What bedding do you all like in the lambing pens and jugs?


----------



## bonbean01 (Jan 14, 2013)

There is no straw in our area, which I would prefer...so...use left over hay from last year for bedding, never moldy hay.  I've stayed away from anything dusty like sawdust.

Interested to see what other people use for bedding.


----------



## Four Winds Ranch (Jan 14, 2013)

I use straw and or hay! I perfer straw, it is usually more absorbant, lighter and easier to keep things clean.


----------



## finns&fjords (Jan 15, 2013)

I use grass straw, though I think I might splurge on some pretty oat straw for the first week or so after lambing. I think it's warmer and more absorbent than the grass stuff. While using grass straw last year I found that putting a thin layer of bedding pellets under the straw, it was much drier and easier to clean. 
So excited for lambs!!


----------



## purplequeenvt (Jan 15, 2013)

I prefer straw, but straw is very expensive around here so we use 1st cut hay.


----------



## Bridgemoof (Jan 15, 2013)

We use hay.


----------



## SheepGirl (Jan 15, 2013)

Straw or dirt.


----------



## secuono (Jan 15, 2013)

I don't have lambing jugs, ewes find a quiet grassy fence section and has them there.


----------



## SheepGirl (Jan 15, 2013)

Jugs are used after the ewe has their lambs so the ewe and lambs can go in there and be alone and not bothered by the rest of the flock.
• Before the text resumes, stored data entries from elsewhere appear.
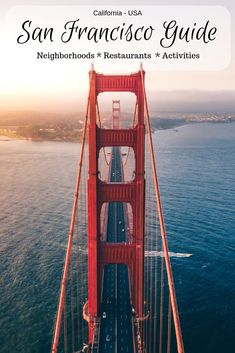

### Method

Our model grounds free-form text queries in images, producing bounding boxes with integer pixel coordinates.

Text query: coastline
[0,120,234,143]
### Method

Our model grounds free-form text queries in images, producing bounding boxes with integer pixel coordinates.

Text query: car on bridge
[106,334,111,342]
[102,312,107,318]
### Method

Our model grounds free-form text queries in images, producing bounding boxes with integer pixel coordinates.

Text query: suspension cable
[148,170,155,353]
[81,149,87,346]
[96,101,110,167]
[123,100,138,167]
[75,209,81,350]
[140,68,185,353]
[51,96,90,353]
[144,213,149,351]
[144,145,150,353]
[153,198,159,353]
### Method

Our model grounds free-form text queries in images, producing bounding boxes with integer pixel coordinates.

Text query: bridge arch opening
[99,201,133,242]
[98,147,112,181]
[97,92,138,128]
[98,146,135,182]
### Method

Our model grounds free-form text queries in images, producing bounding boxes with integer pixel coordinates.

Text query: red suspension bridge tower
[87,66,146,340]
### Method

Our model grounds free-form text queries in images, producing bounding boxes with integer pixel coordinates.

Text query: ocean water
[0,122,234,353]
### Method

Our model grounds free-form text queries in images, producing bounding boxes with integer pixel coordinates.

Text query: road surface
[98,147,134,353]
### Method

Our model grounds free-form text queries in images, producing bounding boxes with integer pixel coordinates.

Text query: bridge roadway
[98,147,134,353]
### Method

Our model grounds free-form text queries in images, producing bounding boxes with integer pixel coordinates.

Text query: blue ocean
[0,122,234,353]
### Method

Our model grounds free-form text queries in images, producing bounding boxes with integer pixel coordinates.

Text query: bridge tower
[112,100,121,129]
[87,66,145,341]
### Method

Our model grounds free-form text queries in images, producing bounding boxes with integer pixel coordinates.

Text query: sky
[0,0,234,113]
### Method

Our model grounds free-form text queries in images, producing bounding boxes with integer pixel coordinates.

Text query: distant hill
[0,110,84,127]
[0,109,234,142]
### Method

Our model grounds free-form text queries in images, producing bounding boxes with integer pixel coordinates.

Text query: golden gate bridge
[51,64,184,353]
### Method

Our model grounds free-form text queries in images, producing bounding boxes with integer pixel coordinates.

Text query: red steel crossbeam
[100,242,136,264]
[97,127,137,149]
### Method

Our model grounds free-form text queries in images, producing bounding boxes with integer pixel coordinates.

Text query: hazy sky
[0,0,234,112]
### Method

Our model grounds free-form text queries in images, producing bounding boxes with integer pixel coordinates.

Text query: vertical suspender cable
[82,147,88,345]
[144,143,149,353]
[148,170,155,353]
[81,161,86,345]
[144,236,148,352]
[140,69,185,353]
[144,227,147,351]
[142,139,148,353]
[146,160,151,353]
[51,96,90,353]
[75,212,81,351]
[167,293,172,353]
[123,100,138,167]
[148,141,154,353]
[70,260,75,353]
[153,206,158,353]
[96,102,110,166]
[63,303,68,353]
[159,257,164,353]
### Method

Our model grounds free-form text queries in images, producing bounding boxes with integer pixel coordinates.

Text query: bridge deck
[98,147,134,353]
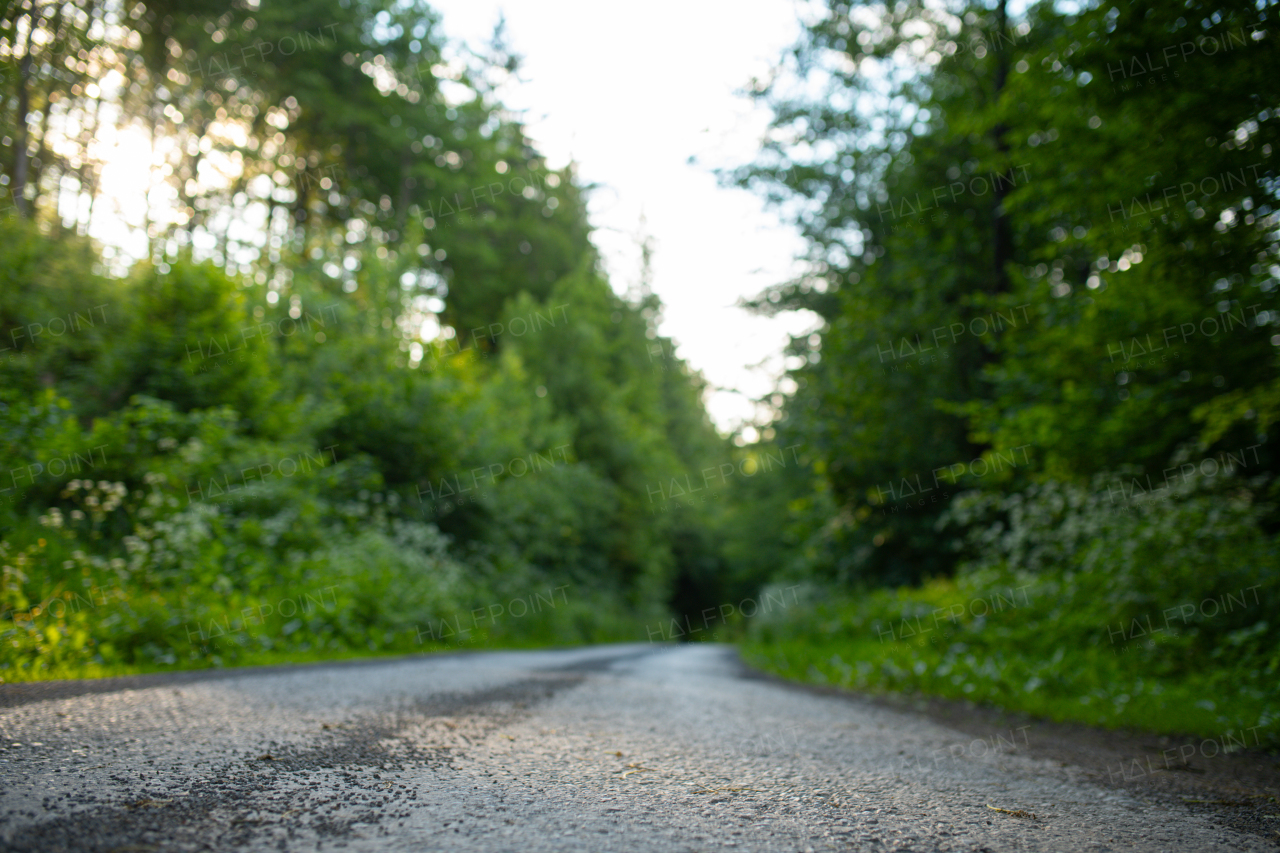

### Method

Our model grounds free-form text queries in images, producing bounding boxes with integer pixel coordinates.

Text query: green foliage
[745,475,1279,744]
[0,0,734,677]
[7,0,1275,752]
[735,0,1279,581]
[735,0,1280,739]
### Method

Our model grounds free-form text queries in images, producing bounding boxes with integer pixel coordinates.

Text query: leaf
[987,804,1039,820]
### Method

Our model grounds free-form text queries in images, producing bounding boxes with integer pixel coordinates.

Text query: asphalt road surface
[0,644,1274,852]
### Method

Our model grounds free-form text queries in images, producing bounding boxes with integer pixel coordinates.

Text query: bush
[744,472,1280,745]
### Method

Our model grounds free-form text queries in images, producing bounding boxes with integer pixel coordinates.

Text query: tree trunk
[396,149,412,234]
[80,77,107,235]
[30,0,66,226]
[990,0,1012,296]
[12,0,39,219]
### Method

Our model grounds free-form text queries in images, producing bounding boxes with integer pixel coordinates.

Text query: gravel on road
[0,643,1275,852]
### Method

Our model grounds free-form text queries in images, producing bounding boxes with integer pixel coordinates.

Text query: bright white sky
[430,0,818,433]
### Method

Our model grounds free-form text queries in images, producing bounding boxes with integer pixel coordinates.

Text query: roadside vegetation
[0,0,750,679]
[729,0,1279,745]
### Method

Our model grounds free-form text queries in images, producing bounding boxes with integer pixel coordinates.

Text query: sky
[428,0,819,433]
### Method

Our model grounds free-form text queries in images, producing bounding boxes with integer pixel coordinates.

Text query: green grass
[741,577,1279,748]
[0,632,622,684]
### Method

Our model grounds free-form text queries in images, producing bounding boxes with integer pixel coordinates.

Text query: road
[0,644,1273,852]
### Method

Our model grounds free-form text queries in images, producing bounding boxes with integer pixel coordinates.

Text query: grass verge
[741,577,1278,749]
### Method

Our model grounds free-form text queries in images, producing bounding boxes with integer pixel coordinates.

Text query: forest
[1,0,1277,747]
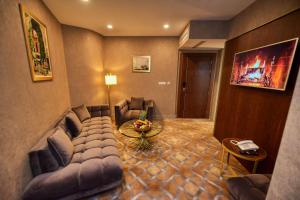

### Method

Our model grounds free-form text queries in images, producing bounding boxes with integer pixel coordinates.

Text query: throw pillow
[129,97,144,110]
[29,128,60,177]
[66,111,83,137]
[72,104,91,122]
[47,127,74,166]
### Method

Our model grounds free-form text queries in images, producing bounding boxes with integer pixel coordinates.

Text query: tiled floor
[87,119,248,200]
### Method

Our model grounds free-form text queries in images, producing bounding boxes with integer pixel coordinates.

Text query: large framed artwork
[230,38,298,91]
[133,56,151,73]
[20,5,52,81]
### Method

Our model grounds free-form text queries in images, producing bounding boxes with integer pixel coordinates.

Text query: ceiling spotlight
[163,24,170,29]
[107,24,113,29]
[81,0,89,2]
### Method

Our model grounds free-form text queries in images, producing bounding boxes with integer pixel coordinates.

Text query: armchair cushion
[124,110,142,120]
[48,127,74,166]
[72,104,91,122]
[129,97,144,110]
[66,111,83,137]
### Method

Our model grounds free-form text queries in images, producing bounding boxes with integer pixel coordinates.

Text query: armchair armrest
[114,100,129,127]
[144,100,154,121]
[87,104,110,117]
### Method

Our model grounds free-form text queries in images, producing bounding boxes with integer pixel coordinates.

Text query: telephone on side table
[231,140,259,155]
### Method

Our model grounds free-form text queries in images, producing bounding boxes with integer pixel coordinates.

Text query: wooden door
[177,53,215,118]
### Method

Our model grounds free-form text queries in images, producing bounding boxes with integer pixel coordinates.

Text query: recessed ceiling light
[163,24,170,29]
[81,0,89,2]
[107,24,113,29]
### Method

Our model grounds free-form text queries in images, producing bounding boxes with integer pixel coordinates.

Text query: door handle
[182,82,186,92]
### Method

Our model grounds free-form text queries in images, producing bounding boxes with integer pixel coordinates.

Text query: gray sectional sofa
[23,105,123,200]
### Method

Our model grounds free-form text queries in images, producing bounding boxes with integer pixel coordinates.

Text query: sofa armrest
[145,100,154,121]
[87,104,110,117]
[114,100,129,127]
[226,174,271,200]
[115,100,128,113]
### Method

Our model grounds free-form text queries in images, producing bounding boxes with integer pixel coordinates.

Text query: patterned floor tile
[86,119,248,200]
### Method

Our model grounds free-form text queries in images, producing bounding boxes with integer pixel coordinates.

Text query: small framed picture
[133,56,151,73]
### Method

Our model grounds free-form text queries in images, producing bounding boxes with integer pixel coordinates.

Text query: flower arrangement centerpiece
[133,111,152,132]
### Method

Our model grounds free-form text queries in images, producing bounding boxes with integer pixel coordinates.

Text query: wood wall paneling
[214,10,300,173]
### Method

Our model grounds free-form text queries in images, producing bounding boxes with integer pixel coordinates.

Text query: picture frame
[230,38,298,91]
[133,56,151,73]
[20,5,53,81]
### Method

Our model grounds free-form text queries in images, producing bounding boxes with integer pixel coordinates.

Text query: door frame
[176,50,218,119]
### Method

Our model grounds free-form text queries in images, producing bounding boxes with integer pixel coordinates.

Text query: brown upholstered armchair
[114,98,154,128]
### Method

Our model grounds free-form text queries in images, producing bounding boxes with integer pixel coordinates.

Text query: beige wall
[103,37,179,118]
[228,0,300,39]
[266,67,300,199]
[62,25,107,106]
[0,0,70,199]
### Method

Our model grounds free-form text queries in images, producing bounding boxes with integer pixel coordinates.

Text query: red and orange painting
[230,38,298,90]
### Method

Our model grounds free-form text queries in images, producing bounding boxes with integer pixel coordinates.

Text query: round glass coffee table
[119,120,163,150]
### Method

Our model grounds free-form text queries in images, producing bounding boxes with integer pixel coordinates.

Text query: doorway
[177,53,216,118]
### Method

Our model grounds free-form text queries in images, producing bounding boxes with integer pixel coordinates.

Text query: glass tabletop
[119,120,163,138]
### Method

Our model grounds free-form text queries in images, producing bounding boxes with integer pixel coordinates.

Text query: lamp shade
[105,74,117,85]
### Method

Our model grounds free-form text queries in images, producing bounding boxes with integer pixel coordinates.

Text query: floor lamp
[105,73,117,112]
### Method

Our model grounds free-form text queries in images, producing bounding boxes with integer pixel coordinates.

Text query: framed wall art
[230,38,298,91]
[20,5,53,81]
[133,56,151,73]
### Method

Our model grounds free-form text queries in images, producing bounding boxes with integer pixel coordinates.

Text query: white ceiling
[43,0,255,36]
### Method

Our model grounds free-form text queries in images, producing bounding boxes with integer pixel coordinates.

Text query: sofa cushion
[66,111,83,137]
[71,117,117,164]
[29,129,60,177]
[48,127,74,166]
[71,116,122,189]
[227,174,271,200]
[72,104,91,122]
[129,97,144,110]
[22,158,123,200]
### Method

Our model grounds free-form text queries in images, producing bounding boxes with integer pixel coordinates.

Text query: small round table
[221,138,267,176]
[119,120,163,150]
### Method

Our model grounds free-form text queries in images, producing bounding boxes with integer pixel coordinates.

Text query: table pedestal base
[129,136,153,151]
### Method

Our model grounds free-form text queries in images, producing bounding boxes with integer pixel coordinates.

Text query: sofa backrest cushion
[72,104,91,122]
[56,115,72,138]
[47,127,74,166]
[129,97,144,110]
[29,129,60,177]
[66,111,83,137]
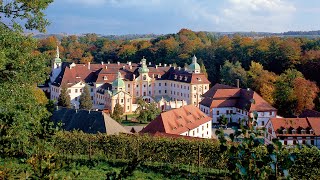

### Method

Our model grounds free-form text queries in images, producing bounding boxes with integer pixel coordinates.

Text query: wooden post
[198,145,201,172]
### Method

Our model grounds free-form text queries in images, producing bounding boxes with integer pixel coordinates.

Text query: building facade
[140,105,212,138]
[265,117,320,148]
[47,47,210,112]
[199,84,277,127]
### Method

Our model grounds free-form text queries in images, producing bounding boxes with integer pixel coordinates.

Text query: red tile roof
[307,118,320,135]
[199,83,276,112]
[140,105,211,135]
[202,83,237,97]
[269,117,320,136]
[299,109,320,118]
[52,62,210,88]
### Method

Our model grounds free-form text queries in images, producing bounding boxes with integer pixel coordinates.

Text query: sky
[45,0,320,35]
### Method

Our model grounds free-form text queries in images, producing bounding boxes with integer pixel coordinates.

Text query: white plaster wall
[180,121,212,139]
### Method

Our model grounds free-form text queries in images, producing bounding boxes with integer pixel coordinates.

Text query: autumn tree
[79,85,92,110]
[117,44,137,60]
[58,85,71,108]
[273,69,303,116]
[248,62,278,104]
[80,52,94,63]
[111,103,124,122]
[293,77,319,114]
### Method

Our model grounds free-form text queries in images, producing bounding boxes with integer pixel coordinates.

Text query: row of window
[69,88,94,93]
[170,91,190,98]
[115,98,131,104]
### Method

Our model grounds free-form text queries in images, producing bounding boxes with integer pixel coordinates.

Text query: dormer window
[197,77,202,81]
[174,75,177,79]
[158,74,161,78]
[179,76,183,80]
[143,75,147,80]
[301,129,306,134]
[310,129,314,134]
[103,76,108,80]
[283,129,287,134]
[184,77,188,81]
[292,129,296,134]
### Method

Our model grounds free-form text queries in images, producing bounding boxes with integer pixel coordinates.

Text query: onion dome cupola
[138,56,150,74]
[112,71,125,91]
[188,55,201,74]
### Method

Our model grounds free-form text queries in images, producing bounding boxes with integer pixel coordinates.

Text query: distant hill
[32,33,161,40]
[32,30,320,40]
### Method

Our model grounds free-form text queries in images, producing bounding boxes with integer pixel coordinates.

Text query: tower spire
[56,46,60,58]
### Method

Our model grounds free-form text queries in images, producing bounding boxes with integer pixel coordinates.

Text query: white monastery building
[265,117,320,148]
[199,84,277,128]
[47,47,210,113]
[140,105,212,138]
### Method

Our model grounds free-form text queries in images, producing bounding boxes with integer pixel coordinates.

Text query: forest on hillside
[38,30,320,117]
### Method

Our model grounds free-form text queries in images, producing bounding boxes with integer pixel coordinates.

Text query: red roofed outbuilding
[140,105,212,138]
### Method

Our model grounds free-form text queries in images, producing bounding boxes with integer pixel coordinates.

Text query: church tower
[50,46,62,83]
[188,55,201,74]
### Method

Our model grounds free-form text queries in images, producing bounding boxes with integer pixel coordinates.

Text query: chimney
[178,67,181,71]
[148,62,151,66]
[155,65,158,69]
[129,65,132,69]
[128,61,132,66]
[88,62,90,70]
[236,79,240,88]
[169,64,172,67]
[133,74,136,80]
[159,63,162,66]
[101,61,104,65]
[88,110,91,114]
[123,65,125,69]
[108,61,110,64]
[117,62,120,65]
[164,64,167,67]
[105,66,108,69]
[56,106,59,110]
[76,109,78,113]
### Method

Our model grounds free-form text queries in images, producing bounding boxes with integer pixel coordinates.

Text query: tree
[112,103,124,122]
[135,98,161,123]
[0,0,53,32]
[220,61,247,87]
[79,85,92,110]
[273,69,304,116]
[293,77,319,114]
[218,115,228,126]
[0,15,52,156]
[58,85,71,108]
[248,62,278,104]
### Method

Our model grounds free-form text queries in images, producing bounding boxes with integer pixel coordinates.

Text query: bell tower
[50,46,62,82]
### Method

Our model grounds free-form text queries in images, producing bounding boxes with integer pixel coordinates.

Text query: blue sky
[45,0,320,35]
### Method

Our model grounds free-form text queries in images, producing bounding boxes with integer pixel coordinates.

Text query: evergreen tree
[220,61,247,87]
[79,85,92,110]
[58,85,71,108]
[112,103,124,122]
[200,62,208,78]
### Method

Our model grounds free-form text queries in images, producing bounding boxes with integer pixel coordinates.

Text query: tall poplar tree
[79,85,93,110]
[58,85,71,108]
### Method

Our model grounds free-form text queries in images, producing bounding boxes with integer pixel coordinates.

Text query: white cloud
[219,0,296,32]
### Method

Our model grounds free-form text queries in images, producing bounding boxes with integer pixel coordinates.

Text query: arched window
[143,75,147,80]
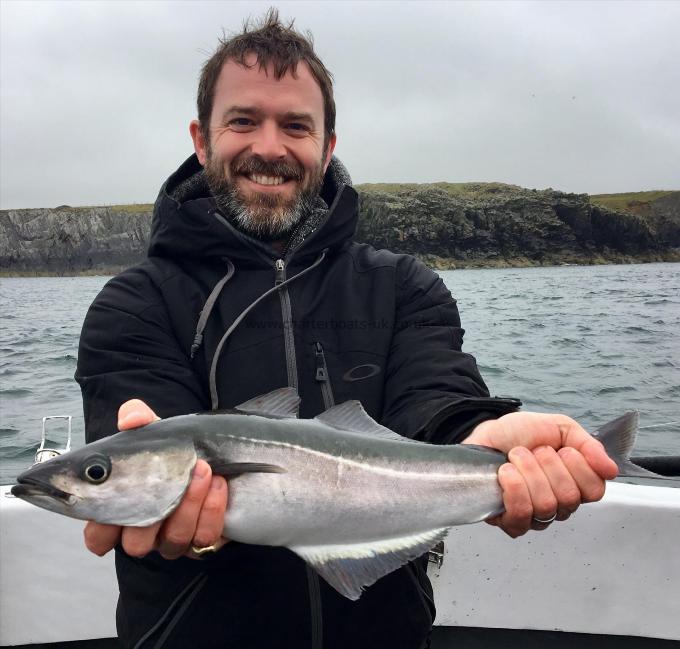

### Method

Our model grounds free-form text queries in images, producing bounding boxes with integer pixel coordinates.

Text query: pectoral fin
[209,462,286,478]
[290,528,448,600]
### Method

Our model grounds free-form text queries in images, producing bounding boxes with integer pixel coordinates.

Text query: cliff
[0,205,151,274]
[1,186,678,274]
[355,185,680,268]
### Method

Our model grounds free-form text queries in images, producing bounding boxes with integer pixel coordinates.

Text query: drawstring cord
[208,249,328,410]
[190,259,236,359]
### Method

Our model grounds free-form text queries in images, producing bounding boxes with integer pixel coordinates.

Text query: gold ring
[191,543,219,556]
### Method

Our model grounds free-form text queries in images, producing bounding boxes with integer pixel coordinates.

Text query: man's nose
[250,122,286,160]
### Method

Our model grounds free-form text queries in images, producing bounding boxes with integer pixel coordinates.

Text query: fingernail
[210,476,223,490]
[194,461,210,479]
[509,447,529,460]
[499,463,517,479]
[118,413,134,427]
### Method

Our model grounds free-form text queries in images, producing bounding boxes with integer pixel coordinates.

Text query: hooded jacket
[76,155,520,649]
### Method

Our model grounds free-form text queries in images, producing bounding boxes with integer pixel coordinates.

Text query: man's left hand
[462,412,619,537]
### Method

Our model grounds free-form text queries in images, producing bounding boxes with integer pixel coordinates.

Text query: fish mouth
[11,475,73,503]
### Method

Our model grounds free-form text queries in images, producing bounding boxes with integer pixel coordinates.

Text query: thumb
[118,399,160,430]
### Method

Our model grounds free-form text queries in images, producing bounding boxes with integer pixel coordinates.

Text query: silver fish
[11,388,649,600]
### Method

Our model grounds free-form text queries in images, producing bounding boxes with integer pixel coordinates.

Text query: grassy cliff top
[356,181,526,200]
[589,190,676,212]
[6,187,677,215]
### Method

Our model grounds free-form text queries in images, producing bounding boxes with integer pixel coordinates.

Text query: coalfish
[11,389,652,600]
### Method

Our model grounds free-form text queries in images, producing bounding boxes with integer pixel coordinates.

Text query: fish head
[11,427,197,526]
Some people use what are called "lambing cubicles" and the ewes lamb in there. Most sheep producers have their ewes lamb out on pasture or in a barn and are penned up afterwards for a day or two.


----------



## BrownSheep (Jan 15, 2013)

Straw.


----------



## Straw Hat Kikos (Jan 15, 2013)

Yes guys? You called?


----------



## BrownSheep (Jan 15, 2013)




----------



## bonbean01 (Jan 15, 2013)




----------



## RemudaOne (Jan 16, 2013)

Straw Hat Kikos said:
			
		

> Yes guys? You called?


Goober


----------



## Straw Hat Kikos (Jan 16, 2013)

haha I had to! Was so easy.


----------



## TexasShepherdess (Jan 20, 2013)

Ive used big flake shavings in a pinch..espc during our drought, when straw was scarce and hay was to precious to use.

I found some wheat straw this year, so have bedded the jugs and the show sheep pens with it.


----------



## whr (Jan 22, 2013)

We prefer wheat straw, but were unable to find good straw so we went with rolls of orchard grass and fescue.  Works well enough


----------